Of particular interest for colleagues in the School of LLC is that the Learning Technologies Group has a limited number of small solid-state audio recorders that staff can use to record material, in order to make it available to students via for instance Studentcentral (the UoB’s Blackboard environment), or as podcasts – both are really easy to do, as Joyce and Les demonstrated. Ask Les for a gizmo.

The afternoon was an informal ‘show and tell’ session, in which we all wandered round, seeing and discussing what others were doing. Katie flew around the UoB’s brand-new Second Life island, parachuted down here and there, had a couple of beers, gyrated a bit on the dance floor, and generally hung out; I attempted to demonstrate a number of SL educational developments, with less success as apparently we were operating under bandwidth restrictions, and in the more built-up areas in SL everything was slow and dark. See the web-pages Educational Uses of Second Life and Theatron 3, a project of the English and Dance, Drama and Music Subject Centres – there’s some fascinating things going on, and if you have SL you can teleport in to some of the locations. We did manage to get to Theatron 3’s Theatre of Ancient Pompeii – an impressive build, and there’s several others under development.
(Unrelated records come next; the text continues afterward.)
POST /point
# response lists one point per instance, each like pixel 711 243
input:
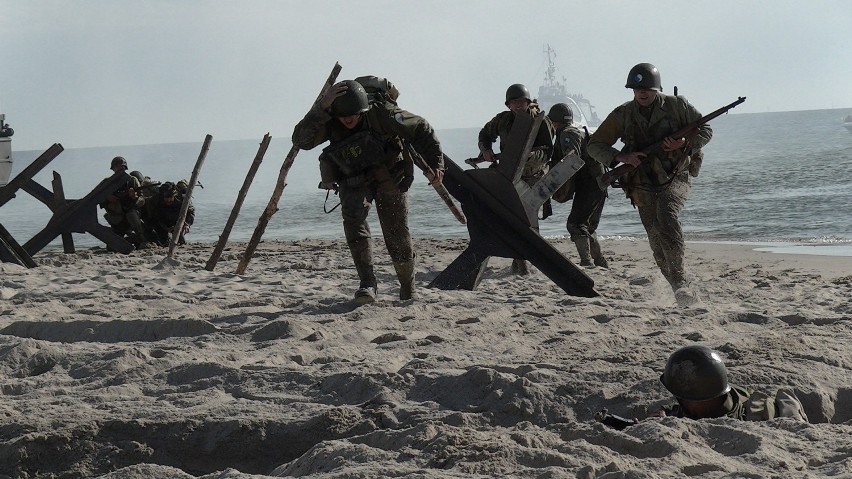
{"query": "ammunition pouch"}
pixel 402 173
pixel 355 154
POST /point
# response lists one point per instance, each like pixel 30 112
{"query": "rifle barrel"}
pixel 614 174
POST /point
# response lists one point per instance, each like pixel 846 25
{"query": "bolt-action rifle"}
pixel 608 179
pixel 613 421
pixel 430 175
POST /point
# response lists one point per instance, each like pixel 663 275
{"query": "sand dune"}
pixel 126 367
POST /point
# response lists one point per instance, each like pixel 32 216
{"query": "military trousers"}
pixel 391 207
pixel 661 218
pixel 586 207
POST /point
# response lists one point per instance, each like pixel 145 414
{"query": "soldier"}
pixel 659 184
pixel 698 379
pixel 163 211
pixel 588 202
pixel 518 101
pixel 365 163
pixel 122 207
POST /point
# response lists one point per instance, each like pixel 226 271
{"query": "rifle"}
pixel 608 179
pixel 429 173
pixel 613 421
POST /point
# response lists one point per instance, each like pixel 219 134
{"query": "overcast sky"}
pixel 129 72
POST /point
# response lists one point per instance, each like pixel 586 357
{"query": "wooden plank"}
pixel 8 192
pixel 272 206
pixel 78 215
pixel 241 196
pixel 11 251
pixel 59 202
pixel 187 196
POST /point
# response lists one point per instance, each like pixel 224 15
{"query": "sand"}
pixel 126 367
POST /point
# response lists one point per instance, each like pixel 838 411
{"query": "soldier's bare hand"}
pixel 336 90
pixel 672 144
The day ended with an overview by who else but Jon Dron, who reckons we’re just about at Education 1.5b, and that it’s not a bad place to be.

The whole day was filmed, and videos, slides and photos should be available before too long on the UoB eLearning Community blog – I’m not sure if this will be open to folks outside the university, I hope it will. In the meantime, here’s some of my photos, which show what a high-powered, academic event it was.

This post has been written with several audiences in mind – colleagues in the UoB School of Language, Literature and Communication, members of the UoB eLearning Community Group, colleagues at the Subject Centre symposium, and fellow-participants from around the world in the Electronic Village Online workshops ‘blogging4educators‘ and ‘Social Media in English Language Teaching‘ – highly recommended to anyone wishing to get to grips with the potential of these media for language teaching and learning. So please excuse if some of the comments seem aimed elsewhere.

Privacy and/or accessibility: I’ve posted this to my Daily Post blog so all the above groups can access it; likewise I’ve put the photos in a gallery of my own – but not on Flickr because I wanted to keep them within these groups as far as possible, and with Flickr your photos are either completely open or ‘members only’ – too much hassle!

Stan, Alison: any specific tags for your events?